M. François Zocchetto, rapporteur. - Monsieur Cointat, en dehors des élections européennes, ce texte s'appliquera dès mai 2014 pour l'élection des conseillers consulaires par les Français établis hors de France.

Dans le cas soulevé par Philippe Kaltenbach, en l'état actuel de la jurisprudence, un bulletin blanc avec la mention «  blanc  »  serait considéré comme nul : tous les bulletins qui comportent un signe distinctif sont nuls, puisqu'ils sont susceptibles de permettre l'identification de l'électeur.

En Russie, des bulletins avec la mention « Contre tous les candidats » sont à la disposition des électeurs.

M. Michel Mercier. - Si quelqu'un en prend un, il va en Sibérie !

M. Patrice Gélard. - Pour être exact, le bulletin reprend tous les noms des candidats et il est inscrit, en-dessous, « Contre tous les candidats » que l'électeur peut choisir.

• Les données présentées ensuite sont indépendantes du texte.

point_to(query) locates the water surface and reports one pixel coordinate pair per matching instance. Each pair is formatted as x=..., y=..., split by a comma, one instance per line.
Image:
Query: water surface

M. François Zocchetto, rapporteur. - Enfin, concernant les bulletins blancs qui ne seraient pas de la même taille que les autres bulletins, le juge appréciera si ces bulletins permettent ou non d'identifier les électeurs. Je le répète, le critère du juge électoral est de savoir si l'anormalité du bulletin constitue un signe distinctif ; dans ce cas, il est nul car il contrevient au secret du vote.

La commission adopte la proposition de loi sans modification.